This post is part of a series of posts and testimonies featuring data science students from the Data Science Immersive 12 Weeks, Full-Time Career Accelerator in Washington, DC offered by the educational company General Assembly. Students share what they've learned, what they wished to accomplish and what they are doing next. This series also profiles the winners of a Shout! and General Assembly Data Science Immersive Accelerator competition for best data journalism.
Last month, Shout! joined forces with General Assembly's Data Science program to "slice and dice" the data behind President Trump's first 100 days in office.
Q&A with winner the Data Science Immersive Class of May 2017, Brian Austin and Flavius Mihaies, founder of Shout!
Shout! (SH!): Congratulations on your win! I was wondering what prompted your decision to pick this topic? Is that something you had in mind prior to the competition?
Brian Austin (BA): I didn’t have any idea that this particular dataset existed until I started poking around based on the prompt from Shout! to write about the first 100 days of Donald Trump’s presidency. I was looking for ways to measure change during that time, and stumbled across the excellent US government analytics webpage. I saw that it kept track of metrics for a whole range of government web domains, and started wondering about the changes that you might expect over that time period.
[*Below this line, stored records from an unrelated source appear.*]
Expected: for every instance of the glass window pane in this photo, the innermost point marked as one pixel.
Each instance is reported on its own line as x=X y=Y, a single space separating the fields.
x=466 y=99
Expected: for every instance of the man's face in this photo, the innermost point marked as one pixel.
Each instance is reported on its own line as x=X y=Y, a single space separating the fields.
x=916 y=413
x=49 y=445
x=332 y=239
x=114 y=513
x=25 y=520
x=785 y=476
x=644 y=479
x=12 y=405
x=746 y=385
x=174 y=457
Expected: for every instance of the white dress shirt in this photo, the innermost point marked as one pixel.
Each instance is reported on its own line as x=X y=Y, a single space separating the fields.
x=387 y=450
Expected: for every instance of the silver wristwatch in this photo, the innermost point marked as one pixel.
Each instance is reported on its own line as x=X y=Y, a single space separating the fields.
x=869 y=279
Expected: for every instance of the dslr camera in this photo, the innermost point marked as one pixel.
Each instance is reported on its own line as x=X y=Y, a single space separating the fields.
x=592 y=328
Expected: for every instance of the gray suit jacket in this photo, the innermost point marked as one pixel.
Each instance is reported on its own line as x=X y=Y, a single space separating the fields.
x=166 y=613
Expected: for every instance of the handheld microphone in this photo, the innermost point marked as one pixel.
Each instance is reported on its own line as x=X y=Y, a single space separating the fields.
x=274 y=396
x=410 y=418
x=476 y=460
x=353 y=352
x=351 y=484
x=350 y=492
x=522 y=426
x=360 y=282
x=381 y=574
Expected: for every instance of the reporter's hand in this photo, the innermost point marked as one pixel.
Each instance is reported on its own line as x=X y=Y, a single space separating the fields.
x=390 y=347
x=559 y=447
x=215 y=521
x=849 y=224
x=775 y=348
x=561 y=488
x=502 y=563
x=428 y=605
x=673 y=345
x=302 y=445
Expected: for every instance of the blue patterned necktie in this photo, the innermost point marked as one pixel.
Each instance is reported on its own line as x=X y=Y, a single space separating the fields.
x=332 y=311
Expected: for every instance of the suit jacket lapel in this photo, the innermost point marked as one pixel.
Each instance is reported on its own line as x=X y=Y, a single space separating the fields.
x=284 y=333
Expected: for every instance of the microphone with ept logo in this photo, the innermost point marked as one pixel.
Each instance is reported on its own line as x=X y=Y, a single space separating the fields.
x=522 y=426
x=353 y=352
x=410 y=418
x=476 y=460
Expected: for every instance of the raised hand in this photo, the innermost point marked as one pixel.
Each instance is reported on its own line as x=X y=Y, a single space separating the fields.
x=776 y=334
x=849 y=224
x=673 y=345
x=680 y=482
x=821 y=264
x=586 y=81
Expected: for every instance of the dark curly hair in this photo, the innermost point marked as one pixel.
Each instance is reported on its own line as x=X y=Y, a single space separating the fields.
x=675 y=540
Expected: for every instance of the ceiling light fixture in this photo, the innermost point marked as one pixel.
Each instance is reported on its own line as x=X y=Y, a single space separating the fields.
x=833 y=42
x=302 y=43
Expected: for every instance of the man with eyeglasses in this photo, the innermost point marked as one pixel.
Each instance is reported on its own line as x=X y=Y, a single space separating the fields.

SH!: What was the main challenge, editorially, data wise, or both that you encountered and how did you address it?
BA: The main challenge from a data analysis standpoint was that while the data was extremely current (up to the minute!), there was no historical data readily available to draw comparisons. To overcome this challenge, I used the Wayback Machine, an internet archive that scrapes and stores millions of web pages a day. They collected the 30-day prior data on government websites for January 29th and April 29th. April 29th, being the 100th day, was extremely useful, and while January 29th doesn’t give an exact picture of the pre-Trump era, I thought it was close enough to give an approximate idea.
If I were to continue the project, I would like to continually pull the information from the analytics.usa.gov and track 30-day changes over time. I would be especially interested in how my findings from this year compare with prior or following years’ seasonality.
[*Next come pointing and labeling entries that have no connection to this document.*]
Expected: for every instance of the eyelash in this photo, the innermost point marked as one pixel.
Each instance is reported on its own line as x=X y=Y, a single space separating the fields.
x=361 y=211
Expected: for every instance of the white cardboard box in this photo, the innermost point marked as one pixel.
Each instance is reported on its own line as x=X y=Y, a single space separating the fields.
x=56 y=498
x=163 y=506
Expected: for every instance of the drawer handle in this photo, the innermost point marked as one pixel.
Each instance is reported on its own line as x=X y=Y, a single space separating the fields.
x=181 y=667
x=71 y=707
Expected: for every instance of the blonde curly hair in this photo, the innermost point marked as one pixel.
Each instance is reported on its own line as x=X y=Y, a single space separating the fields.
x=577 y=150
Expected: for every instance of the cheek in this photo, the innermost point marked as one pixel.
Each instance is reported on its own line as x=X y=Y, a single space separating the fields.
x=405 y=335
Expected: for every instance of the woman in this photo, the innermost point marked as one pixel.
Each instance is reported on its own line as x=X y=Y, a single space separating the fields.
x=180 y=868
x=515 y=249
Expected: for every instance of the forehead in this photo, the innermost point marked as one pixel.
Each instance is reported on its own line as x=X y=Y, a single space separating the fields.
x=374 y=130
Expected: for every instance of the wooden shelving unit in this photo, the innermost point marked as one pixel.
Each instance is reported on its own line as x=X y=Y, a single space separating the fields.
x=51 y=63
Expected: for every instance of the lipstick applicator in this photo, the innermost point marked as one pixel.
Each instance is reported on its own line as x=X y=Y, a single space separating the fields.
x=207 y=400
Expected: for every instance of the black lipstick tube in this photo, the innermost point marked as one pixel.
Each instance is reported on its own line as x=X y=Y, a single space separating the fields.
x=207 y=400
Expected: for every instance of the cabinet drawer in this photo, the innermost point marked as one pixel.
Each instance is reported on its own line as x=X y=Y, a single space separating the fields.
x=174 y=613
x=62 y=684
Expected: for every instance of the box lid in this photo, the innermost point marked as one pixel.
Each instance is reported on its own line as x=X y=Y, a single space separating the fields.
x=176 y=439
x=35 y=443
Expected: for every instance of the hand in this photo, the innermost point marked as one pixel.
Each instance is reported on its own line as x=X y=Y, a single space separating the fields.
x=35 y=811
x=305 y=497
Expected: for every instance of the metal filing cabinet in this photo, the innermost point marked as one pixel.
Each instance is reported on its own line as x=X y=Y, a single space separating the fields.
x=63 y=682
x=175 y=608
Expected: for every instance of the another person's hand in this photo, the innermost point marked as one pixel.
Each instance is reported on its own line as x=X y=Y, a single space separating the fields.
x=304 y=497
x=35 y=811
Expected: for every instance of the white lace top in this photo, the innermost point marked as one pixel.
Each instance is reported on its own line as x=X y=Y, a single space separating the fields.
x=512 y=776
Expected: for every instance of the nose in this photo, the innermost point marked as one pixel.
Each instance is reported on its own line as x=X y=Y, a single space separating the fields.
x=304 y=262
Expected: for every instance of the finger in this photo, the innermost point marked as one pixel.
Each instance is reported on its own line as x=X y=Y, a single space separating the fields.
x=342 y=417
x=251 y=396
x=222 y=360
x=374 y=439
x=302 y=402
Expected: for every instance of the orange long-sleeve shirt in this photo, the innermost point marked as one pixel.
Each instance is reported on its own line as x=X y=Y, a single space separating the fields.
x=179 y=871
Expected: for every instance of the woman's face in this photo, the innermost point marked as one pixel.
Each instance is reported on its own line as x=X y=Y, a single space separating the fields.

SH!: On a different note, data-journalism is really at the intersections of two fields that did not much talk to each other until recently. Do you see this as a challenge? How do you picture the future of data-journalism? Is this a career attractive to young data science graduates these days?
As journalists have gotten more adept at extracting information from data, there has been a real proliferation of good analyses and even better storytelling. Journalists like Stephen Engelberg of ProPublica, Nate Cohn at the New York Times Upshot, and the team of data journalists at the Tampa Bay Times have done some incredible work collecting, visualizing, and communicating stories through data. One great example is the data the Tampa Bay Times collected as part of an investigation into police violence against black people in Florida.
I think the best thing about this is that it has pushed all journalists to expand the limits of what prompts them for stories. Being good at scraping and parsing data means that you don’t have to wait for someone to just hand you the information they have. I think this shows up even in stories that aren’t, strictly speaking, “data” journalism. For instance, when Donald Trump’s administration stopped publishing White House visitors’ logs, POLITICO built their own database of publicly-announced guests to the White House. Journalism that sees data as just another avenue of storytelling is one of the things that makes me very excited about its future in an increasingly data-literate world.
SH!: Where can we follow your current and next work?
BA: My next project is examining the way citizens interact with the Consumer Financial Protection Bureau, an administrative organization that polices lenders and other consumer finance companies. I’m taking a close look at the types of things people are talking about when they make a complaint about a company. I’m also looking at what changes when the bureau steps in and takes an enforcement action.
I’ll keep updating that project on my blog as I work at it, but one of my early findings fits in well with this project: on Donald Trump’s first day in office, more people made complaints about consumer finance than they had done on any day before then.